Tutto nasce dal rapporto travagliato tra governo e religione musulmana. Al turista che si rechi a Kashgar tutte le guide segnalano la visita alla moschea Id Kah, fondata nel 1442 e considerata la più grande e importante della Cina. Il tempio, noto per il suo ingresso monumentale, può ospitare diverse migliaia di fedeli all’esterno e al suo interno l’imam si inginocchia su un prezioso tappeto dopo del presidente iraniano in persona. Secondo un dossier pubblicato l’anno scorso da Human Right Watch dalla metà degli anni Novanta il controllo dello stato sull’islam è passato dalla sola volontà di scegliere gli imam e i responsabili delle comunità a vere e proprie vessazioni sui laici. Secondo i dati raccolti da HRW spesso le moschee sono sotto completa sorveglianza da parte dello Stato con lo scopo di scoraggiare la loro frequentazione da parte dei bambini e dei giovani. Per alcuni studenti e membri dell’amministrazione pubblica è stato impossibile partecipare pubblicamente ad attività religiose diverse dall’osservare il precetto dell’astinenza dalla carne di maiale. Altri cittadini di etnia uyghura hanno perso il lavoro o sono stati arrestati soltanto perché considerati troppo religiosi. Uno degli strumenti utilizzati dal governo per attuare la repressione religiosa nello Xinjiang è quella di approfittare dell’annuale campagna contro la criminalità. Mentre nel resto del Paese l’iniziativa colpisce la criminalità in genere in questa regione è utilizzata per reprimere l’attività religiosa degli uyghuri basandosi sull’assunto che essa serva da copertura per iniziative a carattere separatistico.
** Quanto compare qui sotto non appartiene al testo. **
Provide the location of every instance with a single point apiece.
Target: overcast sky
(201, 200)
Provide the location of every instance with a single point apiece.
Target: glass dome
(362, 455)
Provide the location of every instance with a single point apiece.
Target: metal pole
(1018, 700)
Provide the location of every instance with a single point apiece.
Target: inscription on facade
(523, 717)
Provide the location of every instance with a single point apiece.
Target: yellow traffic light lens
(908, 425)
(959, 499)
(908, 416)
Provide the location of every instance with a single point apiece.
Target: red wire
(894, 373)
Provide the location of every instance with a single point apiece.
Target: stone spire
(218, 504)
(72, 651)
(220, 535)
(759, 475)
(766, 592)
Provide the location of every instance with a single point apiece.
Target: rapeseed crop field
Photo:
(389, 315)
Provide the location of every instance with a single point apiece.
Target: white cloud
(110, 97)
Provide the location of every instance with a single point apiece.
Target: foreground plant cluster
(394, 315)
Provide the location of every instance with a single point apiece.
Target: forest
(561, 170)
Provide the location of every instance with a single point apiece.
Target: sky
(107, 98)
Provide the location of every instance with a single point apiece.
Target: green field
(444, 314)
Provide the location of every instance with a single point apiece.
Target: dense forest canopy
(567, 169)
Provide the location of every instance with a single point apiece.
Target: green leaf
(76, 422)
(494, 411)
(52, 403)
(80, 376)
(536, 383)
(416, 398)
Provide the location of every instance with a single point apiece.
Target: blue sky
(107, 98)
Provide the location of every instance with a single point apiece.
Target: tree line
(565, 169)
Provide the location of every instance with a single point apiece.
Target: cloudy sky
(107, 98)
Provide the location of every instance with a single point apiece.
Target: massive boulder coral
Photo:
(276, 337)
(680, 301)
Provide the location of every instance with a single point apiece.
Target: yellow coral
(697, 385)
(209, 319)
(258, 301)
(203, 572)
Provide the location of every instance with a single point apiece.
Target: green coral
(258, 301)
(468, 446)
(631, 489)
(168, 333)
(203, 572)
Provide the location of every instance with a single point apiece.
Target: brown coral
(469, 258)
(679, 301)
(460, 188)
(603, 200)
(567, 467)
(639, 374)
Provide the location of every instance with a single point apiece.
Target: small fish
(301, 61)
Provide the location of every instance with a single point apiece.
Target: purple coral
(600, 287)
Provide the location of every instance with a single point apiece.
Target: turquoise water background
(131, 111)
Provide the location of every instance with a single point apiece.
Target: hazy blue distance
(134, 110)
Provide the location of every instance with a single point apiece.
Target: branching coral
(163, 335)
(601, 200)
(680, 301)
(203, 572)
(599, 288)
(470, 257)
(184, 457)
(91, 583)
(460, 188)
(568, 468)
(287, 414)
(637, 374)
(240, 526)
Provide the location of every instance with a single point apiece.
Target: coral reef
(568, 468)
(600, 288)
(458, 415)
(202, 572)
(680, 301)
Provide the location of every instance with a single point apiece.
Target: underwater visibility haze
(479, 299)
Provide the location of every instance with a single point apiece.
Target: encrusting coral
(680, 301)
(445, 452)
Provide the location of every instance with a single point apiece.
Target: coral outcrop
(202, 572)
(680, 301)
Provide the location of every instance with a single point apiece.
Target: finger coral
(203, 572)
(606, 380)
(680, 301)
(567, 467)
Per HRW ogni anno nella regione sarebbero migliaia gli arresti per “attività religiose illegali” e nel 2004 il partito comunista ha reso noto che nella prima metà di quell’anno erano stati 22 gli individui o i gruppi coinvolti in “attività terroristiche e separatistiche”. Lo Xinjiang, tra l’altro, gode del primato delle sentenze di morte per crimini contro la sicurezza dello stato dal 1997: per ora sono 200.
Dopo l’11 settembre 2001 Pechino ha approfittato della “guerra al terrorismo” per presentare al mondo i gruppi indipendentisti uyghuri come gruppi terroristici ed è riuscita a far inserire il Movimento islamico del Turkestan orientale (ETIM) sulla lista delle organizzazioni terroristiche delle Nazioni Unite. Alcuni uyghuri sono stati arrestati al fianco dei talebani in Afghanistan, ma in patria dal 1998 non si registrino significative attività militari da parte di questo gruppo. Fatto sta che oggi in Cina “indipendentista uyghuro” è sinonimo di “terrorista”. Incontrando i giornalisti di Tele Kashgar, la tv bilingue (cinese-uyghuro) controllata dallo Stato, alla domanda “Informate delle attività dei gruppi indipendentisti?” la risposta pronta è: “Certo, abbiamo fatto alcuni reportage sui terroristi”. Per le strade di Kashgar e Ürümqi si vedono alcune donne coperte da una sorta di shador azzurro di lana grossa. Dicono che negli ultimi anni questi shador siano aumentati e sarebbe il segno di infiltrazioni di correnti fondamentaliste importate dai vicini Pakistan e Afghanistan. Tuttavia la preoccupazione degli uyghuri non sembra essere la religione in sé, quanto piuttosto la percezione di una minaccia alla propria identità di popolo e un sentimento crescente di essere colonizzati dai cinesi di Pechino. Essi vedono nelle restrizioni poste dal governo alla loro religione un tentativo indebolire la loro identità, la loro cultura la loro tradizione di uyghuri .
L’amministrazione dello Xinjiang ha inaugurato lo scorso ottobre a Ürümqi la nuova sede del “museo delle nazionalità” dove, in una struttura monumentale, il visitatore è introdotto in un percorso per conoscere le numerose etnie che convivono nella regione. In uno dei primi pannelli della mostra si legge: “Tra il I secolo a.C e il III secolo d.C tutte le nazionalità dello Xinjinag hanno vissuto basandosi sul proprio lavoro diligente, costruendo dimore bellissime, promuovendo lo sviluppo dell’agricoltura e l’allevamento, sviluppando l’artigianato, il commercio e la comunicazione contribuendo così al progresso della società”. Insomma: è dalla notte dei tempi che qui si vive in modo pacifico, perché smettere proprio adesso?
Il sole cala presto sull’orizzonte dello Xinjiang, quando a illuminare le strade di Pechino sono già i lampioni. Ma fusi orari a parte, la notte della speranza del popolo uyghuro dura 24 ore su 24.